Entonces mi padre era más alto que yo. Lo sabía todo, lo podía todo. Algunas veces lo sabía más bien desde la distancia de cada día y había que esperar algunas noches estrelladas de verano para acumular las preguntas. Eran noches largas tras días fantásticos de amigos y bicicletas, de encinas conquistadas y piedras en el riachuelo, de piscina y mucho calor a las tres de la tarde -¡la digestión, la digestión!- de freír las pipas del melón y de Los Cinco y de yogur de chocolate helado. Días de estar atento a la camioneta del pan y salir al camino, lejos de casa, al caer la tarde para esperar al padre que volvía del trabajo. Entonces, la cena y los paseos, las preguntas.
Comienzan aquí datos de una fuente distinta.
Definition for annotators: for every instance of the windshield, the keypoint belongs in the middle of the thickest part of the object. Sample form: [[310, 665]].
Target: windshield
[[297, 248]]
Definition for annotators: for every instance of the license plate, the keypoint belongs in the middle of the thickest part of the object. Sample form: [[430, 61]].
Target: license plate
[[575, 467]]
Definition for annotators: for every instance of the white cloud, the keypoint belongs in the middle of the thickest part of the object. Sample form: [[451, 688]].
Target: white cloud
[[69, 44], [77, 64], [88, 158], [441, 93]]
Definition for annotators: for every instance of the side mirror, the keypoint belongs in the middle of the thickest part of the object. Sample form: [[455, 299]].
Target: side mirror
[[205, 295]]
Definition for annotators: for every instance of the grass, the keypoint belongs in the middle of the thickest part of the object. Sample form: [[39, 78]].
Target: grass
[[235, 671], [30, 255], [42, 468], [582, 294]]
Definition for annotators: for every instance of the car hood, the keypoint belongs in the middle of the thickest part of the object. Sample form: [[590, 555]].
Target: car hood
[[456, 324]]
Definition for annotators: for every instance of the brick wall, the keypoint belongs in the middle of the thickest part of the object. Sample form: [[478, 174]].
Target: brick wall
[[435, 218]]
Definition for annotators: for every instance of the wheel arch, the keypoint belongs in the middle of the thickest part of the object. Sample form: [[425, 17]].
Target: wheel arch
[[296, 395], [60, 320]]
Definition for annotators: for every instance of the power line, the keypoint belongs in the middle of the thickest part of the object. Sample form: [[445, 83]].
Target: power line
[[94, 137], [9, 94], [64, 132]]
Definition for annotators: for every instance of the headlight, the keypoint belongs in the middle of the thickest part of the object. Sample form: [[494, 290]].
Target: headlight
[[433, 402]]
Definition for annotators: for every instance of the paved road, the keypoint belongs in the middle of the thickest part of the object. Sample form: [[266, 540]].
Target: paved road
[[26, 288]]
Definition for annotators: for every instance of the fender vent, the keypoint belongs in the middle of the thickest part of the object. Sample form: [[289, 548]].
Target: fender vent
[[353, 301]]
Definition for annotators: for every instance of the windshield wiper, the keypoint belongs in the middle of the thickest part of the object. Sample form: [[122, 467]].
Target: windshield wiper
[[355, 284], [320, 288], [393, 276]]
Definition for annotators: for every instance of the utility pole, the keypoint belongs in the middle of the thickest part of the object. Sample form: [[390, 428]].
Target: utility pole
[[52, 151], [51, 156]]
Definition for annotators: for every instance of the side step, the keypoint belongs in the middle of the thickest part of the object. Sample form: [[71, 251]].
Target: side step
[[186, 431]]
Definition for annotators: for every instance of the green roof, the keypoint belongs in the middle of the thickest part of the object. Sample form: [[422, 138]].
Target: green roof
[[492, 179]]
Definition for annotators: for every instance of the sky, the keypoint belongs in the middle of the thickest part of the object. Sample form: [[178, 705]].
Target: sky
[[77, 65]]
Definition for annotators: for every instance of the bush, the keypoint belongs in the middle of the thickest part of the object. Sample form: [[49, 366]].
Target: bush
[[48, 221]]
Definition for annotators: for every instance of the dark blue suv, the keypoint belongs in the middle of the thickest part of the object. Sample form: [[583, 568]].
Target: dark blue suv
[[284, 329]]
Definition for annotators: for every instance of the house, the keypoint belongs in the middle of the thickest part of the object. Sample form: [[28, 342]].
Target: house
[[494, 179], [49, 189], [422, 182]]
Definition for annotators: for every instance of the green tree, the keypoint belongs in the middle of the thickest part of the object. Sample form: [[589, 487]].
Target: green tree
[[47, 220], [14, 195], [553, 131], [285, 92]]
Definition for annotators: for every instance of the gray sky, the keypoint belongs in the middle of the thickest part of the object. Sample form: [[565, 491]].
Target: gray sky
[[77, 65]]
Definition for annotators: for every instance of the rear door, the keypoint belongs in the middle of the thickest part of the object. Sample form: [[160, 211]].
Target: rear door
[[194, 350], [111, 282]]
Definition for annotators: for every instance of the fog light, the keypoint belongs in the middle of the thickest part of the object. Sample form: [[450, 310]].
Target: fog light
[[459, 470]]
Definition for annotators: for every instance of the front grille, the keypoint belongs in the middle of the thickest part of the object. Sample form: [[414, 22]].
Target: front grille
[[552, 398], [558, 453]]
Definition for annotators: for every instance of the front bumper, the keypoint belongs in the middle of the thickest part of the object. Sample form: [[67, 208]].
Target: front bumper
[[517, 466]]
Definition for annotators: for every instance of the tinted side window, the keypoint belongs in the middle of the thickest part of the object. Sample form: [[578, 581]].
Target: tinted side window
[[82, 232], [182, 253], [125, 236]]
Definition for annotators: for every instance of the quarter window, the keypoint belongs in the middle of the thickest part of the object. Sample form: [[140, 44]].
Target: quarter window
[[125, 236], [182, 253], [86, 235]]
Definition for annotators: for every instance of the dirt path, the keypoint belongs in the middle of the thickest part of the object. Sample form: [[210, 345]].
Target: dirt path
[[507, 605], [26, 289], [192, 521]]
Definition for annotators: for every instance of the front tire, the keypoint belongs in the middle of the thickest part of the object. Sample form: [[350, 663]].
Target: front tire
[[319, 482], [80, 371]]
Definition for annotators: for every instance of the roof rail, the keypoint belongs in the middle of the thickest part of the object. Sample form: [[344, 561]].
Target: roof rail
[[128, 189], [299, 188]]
Pero era solo un mes al año y en realidad muy pocos años, entre la admiración devota y el desapego adolescente. Aquél padre.
El resto del año las mañanas de los domingos, sol y frío, también servían para mostrar quién era dios. Y sus manos, siempre calientes y secas por mucho frío que hiciera. Las manos de mi padre en la calle Diego de León, camino al kiosco y después de comprar churros, eran el territorio más seguro del mundo.
Planetas y estrellas, velocidades, objetos, colores, números, frases, historias… todo estaba ahí, a una pregunta de distancia. Y adivinanzas. “¿Por qué me cae viene ese señor?” Era uno más, con abrigo negro y gafas, uno de los que salía del kiosco, que ya había comprada el pan, con una cara normal, anodina. Y por alguna razón que no acertábamos, le caía bien a mi padre. No le conocía, no sabía quién era, nunca habían hablado. Pero le caía bien.
La bufanda picaba un poco en la barbilla, que era el único sitio al que llegaba porque el horrible jersey de cuello alto, regalo de una hermana de aquél padre, una horrible y besucona tía hacendosa, iguales para los tres hermanos, de punto grueso y apretado, lo tapaba todo. Ser el tercero de los chicos me permitía disfrutar de las tres generaciones de jerséis con el tono marronuzco de la lana cada vez más desvaído pero firme en su tonalidad verdecacosa.
Arreglaba mi escuálida figura el que mi madre, animada por una revista alemana, hubiera decidido profundizar en el manejo de patrones de costura y me hiciera pantalones bombachos 60 años después de que hubieran dejado de estar de moda. Las manos calientes y secas de mi padre eran un territorio seguro, tan seguro que no veía las miradas de conmiseración de los transeúntes al cruzarse conmigo. Tan seguro que iba feliz agarrado a ellas, con el jersey horrible y los bombachos, tratando de saber por qué aquél señor le caía bien.
Tantos años después sólo me queda de aquél padre el calor seco de sus manos y la adivinanza del señor que le caía bien, esos pocos años de mañanas frías de domingo y noches largas de verano, de estrellas y preguntas. Al poco tiempo, como siempre ocurre, nos cambiaron de padre otra vez -este era el tercero- y luego varias veces más, aunque ninguno tenía esas manos secas y calientes, ninguno tenía todas las respuestas. A mi madre le gustaban esos cambios obligatorios y, aunque nunca lo hablé con ella, me gusta pensar que aquél padre periodista de las manos calientes y secas también fue su favorito. El de la adivinanza que, por fin, resolví.